What Is Fever?
Fever is a regulated rise in core body temperature, usually ≥38°C (100.4°F), caused by activation of the hypothalamic thermoregulatory center. It is a symptom, not a disease, and often reflects an underlying pathological process—most commonly infection, but not always.
Common Causes of Fever
Fever can be broadly classified based on etiology:
1. Infectious Causes (Most Common)
- Viral: Influenza, COVID-19, dengue, chikungunya
- Bacterial: Typhoid, pneumonia, tuberculosis, UTI
- Parasitic: Malaria
- Fungal: Opportunistic infections (immunocompromised)
2. Non-Infectious Causes
- Inflammatory & autoimmune disorders: Rheumatoid arthritis, SLE
- Malignancy: Lymphoma, leukemia (fever of malignancy)
- Drug-induced fever: Antibiotics, antiepileptics
- Post-vaccination fever
- Heat-related illness (important differential—not true fever)
- Endocrine & metabolic: Thyroid storm, adrenal crisis
Clinical Approach to Diagnosis of Fever
Step 1: Confirm Fever
- Accurate temperature measurement (oral, axillary, tympanic, rectal)
- Pattern: intermittent, remittent, continuous, relapsing
Step 2: Detailed History
- Duration (acute <7 days, subacute 7–21 days, chronic >21 days)
- Travel history, exposure, occupation
- Drug intake, vaccination history
- Associated symptoms (rash, cough, dysuria, weight loss)
Step 3: Physical Examination
- Vitals, hydration status
- Skin (rash, eschar, petechiae)
- Lymph nodes, liver, spleen
- Respiratory, cardiovascular, CNS examination
Step 4: Investigations (Based on Clinical Suspicion)
Basic Tests
- CBC with differential
- ESR / CRP
- Urine routine & microscopy
- Peripheral smear (malaria)
- Blood culture (before antibiotics)
Targeted Tests
- Dengue NS1 / IgM, Typhoid tests
- Chest X-ray
- Ultrasound abdomen
- CT / MRI (when indicated)
- Autoimmune profile / tumor markers (selected cases)
Expert Opinion (Clinical Perspective)
In clinical practice, fever should never be treated in isolation. Empirical antipyretics may mask symptoms, delay diagnosis, and obscure disease patterns.

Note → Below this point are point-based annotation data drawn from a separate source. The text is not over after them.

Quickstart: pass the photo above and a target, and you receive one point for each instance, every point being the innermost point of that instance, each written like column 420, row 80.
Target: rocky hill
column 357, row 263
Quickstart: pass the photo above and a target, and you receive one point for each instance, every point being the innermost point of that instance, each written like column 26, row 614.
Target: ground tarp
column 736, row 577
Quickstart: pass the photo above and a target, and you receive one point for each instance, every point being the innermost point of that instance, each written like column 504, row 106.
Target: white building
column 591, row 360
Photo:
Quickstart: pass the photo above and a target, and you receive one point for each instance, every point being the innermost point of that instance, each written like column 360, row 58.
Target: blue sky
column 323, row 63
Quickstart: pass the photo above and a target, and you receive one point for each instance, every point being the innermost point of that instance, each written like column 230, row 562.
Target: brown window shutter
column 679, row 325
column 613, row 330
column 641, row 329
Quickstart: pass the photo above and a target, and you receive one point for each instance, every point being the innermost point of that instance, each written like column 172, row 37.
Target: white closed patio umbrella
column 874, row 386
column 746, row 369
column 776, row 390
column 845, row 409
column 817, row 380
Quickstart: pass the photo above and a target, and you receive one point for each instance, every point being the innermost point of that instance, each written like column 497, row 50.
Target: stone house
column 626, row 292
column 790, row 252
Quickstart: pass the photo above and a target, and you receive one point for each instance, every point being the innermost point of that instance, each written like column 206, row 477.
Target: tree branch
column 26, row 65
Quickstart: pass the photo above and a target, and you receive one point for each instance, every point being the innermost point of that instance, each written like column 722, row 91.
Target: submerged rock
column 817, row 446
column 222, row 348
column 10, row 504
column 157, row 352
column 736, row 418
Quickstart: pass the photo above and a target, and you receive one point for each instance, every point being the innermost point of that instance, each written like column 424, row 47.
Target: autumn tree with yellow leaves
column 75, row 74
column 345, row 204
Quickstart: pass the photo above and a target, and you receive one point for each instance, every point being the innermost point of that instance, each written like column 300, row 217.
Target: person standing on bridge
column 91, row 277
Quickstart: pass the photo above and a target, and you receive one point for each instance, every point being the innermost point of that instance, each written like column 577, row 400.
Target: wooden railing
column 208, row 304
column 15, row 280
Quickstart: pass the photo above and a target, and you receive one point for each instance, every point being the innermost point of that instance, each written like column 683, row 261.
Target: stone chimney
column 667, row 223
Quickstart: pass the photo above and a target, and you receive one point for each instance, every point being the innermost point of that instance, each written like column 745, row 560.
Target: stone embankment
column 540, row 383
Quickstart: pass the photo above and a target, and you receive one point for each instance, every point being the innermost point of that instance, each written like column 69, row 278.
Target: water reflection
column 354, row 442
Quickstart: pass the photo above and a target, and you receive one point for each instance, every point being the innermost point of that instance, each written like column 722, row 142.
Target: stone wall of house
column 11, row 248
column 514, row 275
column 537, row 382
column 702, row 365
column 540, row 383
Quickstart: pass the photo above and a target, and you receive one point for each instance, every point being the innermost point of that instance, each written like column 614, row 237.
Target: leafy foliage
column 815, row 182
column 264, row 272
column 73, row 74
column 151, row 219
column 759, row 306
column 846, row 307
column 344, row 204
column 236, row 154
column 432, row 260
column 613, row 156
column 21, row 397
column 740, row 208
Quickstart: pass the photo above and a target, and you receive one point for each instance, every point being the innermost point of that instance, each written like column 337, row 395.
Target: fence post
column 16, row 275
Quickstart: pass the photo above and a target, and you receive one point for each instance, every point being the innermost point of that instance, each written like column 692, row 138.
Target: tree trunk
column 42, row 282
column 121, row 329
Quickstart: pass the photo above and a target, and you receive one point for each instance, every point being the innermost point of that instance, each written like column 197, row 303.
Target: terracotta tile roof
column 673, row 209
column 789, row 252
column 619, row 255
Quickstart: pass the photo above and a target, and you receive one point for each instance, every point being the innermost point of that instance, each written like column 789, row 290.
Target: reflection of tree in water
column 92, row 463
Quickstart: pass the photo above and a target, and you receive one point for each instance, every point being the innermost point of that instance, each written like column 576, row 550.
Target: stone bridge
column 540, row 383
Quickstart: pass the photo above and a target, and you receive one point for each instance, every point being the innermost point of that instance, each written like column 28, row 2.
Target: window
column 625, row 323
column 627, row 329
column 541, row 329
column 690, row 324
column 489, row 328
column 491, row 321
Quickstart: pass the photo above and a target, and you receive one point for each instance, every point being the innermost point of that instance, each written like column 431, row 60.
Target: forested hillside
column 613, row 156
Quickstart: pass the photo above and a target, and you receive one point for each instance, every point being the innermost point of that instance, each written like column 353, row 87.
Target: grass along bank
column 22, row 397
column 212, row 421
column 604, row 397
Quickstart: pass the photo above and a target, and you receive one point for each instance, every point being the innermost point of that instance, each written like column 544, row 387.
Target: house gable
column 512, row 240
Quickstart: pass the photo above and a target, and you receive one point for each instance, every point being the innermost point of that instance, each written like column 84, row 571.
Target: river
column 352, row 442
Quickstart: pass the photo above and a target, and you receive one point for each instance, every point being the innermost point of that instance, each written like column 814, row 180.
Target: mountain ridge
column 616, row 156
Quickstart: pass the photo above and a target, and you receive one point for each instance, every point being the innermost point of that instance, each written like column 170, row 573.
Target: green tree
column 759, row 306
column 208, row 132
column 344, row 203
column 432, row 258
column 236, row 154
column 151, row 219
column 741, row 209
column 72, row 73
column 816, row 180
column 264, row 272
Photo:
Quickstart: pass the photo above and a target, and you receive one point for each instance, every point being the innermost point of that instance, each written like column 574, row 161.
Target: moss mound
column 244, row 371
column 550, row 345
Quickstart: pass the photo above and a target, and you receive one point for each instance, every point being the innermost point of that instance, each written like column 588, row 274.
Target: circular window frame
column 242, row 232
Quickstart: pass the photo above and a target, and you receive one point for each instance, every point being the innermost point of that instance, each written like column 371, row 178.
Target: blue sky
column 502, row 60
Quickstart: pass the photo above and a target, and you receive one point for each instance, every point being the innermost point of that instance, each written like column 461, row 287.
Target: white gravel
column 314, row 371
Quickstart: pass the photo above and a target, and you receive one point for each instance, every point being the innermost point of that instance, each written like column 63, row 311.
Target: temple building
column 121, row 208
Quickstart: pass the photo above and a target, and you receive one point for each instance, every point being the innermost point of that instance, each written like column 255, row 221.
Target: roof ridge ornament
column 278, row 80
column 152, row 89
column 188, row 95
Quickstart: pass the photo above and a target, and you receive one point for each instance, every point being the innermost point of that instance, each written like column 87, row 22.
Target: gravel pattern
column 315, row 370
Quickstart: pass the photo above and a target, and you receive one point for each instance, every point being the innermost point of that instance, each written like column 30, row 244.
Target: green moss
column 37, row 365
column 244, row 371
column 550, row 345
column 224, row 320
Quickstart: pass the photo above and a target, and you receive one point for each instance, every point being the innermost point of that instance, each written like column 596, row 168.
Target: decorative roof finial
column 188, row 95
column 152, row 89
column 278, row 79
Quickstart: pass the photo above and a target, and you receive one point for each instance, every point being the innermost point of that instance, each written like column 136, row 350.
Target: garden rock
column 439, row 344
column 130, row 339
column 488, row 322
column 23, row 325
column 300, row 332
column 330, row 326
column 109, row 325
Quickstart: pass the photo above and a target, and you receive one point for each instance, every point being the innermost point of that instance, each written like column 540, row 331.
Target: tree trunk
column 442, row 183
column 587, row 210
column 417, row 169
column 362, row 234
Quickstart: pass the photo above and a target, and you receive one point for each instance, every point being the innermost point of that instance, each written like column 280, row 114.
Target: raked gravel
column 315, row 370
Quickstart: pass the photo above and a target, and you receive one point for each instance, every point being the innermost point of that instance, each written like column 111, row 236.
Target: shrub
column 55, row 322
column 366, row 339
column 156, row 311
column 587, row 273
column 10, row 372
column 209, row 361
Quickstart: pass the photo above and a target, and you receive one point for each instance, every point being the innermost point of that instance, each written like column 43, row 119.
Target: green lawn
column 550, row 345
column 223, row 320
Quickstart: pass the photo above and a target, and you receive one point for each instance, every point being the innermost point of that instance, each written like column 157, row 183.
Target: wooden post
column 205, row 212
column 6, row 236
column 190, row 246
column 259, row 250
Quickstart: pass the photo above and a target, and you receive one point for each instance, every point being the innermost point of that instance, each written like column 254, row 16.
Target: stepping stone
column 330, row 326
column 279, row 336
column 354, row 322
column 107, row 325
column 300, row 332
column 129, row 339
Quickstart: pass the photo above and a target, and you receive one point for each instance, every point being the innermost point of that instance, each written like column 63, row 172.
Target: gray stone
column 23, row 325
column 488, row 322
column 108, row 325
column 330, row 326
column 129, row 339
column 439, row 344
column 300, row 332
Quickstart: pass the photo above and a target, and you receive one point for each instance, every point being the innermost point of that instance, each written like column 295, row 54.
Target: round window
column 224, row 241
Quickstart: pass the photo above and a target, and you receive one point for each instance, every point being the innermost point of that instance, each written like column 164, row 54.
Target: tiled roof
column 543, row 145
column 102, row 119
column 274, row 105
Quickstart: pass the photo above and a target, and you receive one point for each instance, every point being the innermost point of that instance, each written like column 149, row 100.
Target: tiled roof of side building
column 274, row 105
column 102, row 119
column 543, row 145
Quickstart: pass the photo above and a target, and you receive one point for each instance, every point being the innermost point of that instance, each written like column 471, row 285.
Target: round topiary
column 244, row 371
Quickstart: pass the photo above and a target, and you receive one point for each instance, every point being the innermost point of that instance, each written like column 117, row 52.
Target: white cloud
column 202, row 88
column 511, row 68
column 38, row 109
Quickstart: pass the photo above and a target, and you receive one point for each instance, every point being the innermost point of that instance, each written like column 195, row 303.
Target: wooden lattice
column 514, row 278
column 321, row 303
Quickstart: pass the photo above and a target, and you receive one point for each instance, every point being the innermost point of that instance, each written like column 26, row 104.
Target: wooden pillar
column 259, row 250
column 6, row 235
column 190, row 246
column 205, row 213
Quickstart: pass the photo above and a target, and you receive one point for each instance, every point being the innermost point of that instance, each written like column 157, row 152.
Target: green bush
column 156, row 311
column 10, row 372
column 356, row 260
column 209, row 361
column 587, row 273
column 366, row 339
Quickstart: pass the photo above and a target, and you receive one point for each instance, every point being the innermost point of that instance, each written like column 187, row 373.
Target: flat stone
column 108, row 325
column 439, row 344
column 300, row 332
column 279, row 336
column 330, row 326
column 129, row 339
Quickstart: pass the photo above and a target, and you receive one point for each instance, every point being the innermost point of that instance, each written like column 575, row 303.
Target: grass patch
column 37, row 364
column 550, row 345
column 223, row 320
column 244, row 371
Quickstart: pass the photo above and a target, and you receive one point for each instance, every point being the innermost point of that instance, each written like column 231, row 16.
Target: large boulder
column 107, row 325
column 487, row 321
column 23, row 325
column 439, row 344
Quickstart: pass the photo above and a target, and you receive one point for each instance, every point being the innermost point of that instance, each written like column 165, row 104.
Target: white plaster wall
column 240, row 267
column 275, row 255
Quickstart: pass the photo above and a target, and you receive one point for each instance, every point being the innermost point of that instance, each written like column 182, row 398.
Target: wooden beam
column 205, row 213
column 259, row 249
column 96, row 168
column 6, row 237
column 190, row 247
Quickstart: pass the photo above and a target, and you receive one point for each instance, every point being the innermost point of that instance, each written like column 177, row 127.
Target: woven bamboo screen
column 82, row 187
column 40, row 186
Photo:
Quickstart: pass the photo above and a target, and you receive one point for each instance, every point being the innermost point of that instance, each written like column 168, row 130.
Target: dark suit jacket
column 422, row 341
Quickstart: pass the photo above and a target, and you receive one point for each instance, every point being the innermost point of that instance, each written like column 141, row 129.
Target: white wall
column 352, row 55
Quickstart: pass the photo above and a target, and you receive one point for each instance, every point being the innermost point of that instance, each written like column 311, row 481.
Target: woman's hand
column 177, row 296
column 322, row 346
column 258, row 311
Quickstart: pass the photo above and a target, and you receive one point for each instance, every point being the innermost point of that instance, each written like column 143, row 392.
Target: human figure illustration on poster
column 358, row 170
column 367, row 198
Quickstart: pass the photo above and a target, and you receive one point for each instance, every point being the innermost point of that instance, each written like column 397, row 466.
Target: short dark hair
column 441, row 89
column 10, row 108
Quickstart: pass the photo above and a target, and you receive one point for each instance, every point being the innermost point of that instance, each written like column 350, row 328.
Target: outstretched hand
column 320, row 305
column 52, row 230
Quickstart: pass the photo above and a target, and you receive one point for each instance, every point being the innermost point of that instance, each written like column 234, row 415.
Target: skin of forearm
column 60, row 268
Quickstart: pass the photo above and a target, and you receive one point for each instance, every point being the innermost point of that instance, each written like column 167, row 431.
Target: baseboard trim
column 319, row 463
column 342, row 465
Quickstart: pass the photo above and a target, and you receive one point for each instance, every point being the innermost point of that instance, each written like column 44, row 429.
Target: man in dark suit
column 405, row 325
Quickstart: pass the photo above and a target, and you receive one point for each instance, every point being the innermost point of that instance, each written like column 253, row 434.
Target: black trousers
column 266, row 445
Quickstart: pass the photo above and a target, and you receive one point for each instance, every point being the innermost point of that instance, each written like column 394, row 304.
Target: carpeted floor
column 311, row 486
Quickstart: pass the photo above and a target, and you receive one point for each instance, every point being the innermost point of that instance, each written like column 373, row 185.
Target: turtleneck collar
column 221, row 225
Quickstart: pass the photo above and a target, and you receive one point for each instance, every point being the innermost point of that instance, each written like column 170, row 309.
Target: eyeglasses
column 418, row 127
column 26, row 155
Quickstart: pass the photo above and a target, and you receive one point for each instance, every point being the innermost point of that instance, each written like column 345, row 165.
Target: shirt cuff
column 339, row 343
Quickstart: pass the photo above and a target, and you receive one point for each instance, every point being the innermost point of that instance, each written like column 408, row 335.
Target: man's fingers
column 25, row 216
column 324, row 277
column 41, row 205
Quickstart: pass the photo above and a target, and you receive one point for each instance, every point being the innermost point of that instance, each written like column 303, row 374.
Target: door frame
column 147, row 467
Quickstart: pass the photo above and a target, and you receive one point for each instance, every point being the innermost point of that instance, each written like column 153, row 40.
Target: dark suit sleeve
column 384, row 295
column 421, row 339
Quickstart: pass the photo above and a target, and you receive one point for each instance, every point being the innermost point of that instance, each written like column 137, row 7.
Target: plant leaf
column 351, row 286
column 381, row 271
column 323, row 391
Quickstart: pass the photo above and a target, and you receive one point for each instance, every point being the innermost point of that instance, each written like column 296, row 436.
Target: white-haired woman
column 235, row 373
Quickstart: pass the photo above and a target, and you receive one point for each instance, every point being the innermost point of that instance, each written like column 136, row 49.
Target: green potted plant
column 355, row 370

Unnecessary antibiotics are one of the commonest errors in fever management, contributing to antimicrobial resistance. A syndromic and stepwise diagnostic approach remains the gold standard.
— Clinical Medicine Consensus
Highlighted Key Points
- Fever is a protective physiological response
- Infection is common, but not the only cause
- Duration and pattern guide diagnosis
- Investigations should be rational, not routine
- Treat the cause, not just the temperature
🚨 Red Flags in a Patient with Fever (Require Urgent Evaluation)
- Fever > 7 days without diagnosis
- Altered sensorium, seizures
- Hypotension or shock
- Breathlessness or chest pain
- Neck stiffness, photophobia
- Petechial rash or bleeding
- Severe abdominal pain
- Fever in:
- Infants <3 months
- Pregnant women
- Elderly
- Immunocompromised patients
Management Principles (Brief)
- Antipyretics: Paracetamol preferred
- Avoid NSAIDs in dengue suspicion
- Adequate hydration
- No antibiotics unless bacterial infection is likely or proven
- Early referral if red flags present
References (PubMed / MEDLINE Indexed)
- Mackowiak PA. Concepts of fever. Arch Intern Med. 1998.
- Dinarello CA. Pathophysiology of fever. N Engl J Med. 1996.
- Cunha BA. Fever of unknown origin. Infect Dis Clin North Am. 2007.
- Petersdorf RG, Beeson PB. Fever of unexplained origin. Medicine (Baltimore).
- CDC & WHO Clinical Guidelines on Fever Evaluation.
(All references indexed in PubMed / MEDLINE)
⚠️ Medical Disclaimer
This article is intended for educational and informational purposes only.
It does not substitute professional medical advice, diagnosis, or treatment.
Clinical decisions must be individualized based on patient condition, investigations, and physician judgment.
In case of medical emergency, seek immediate professional care.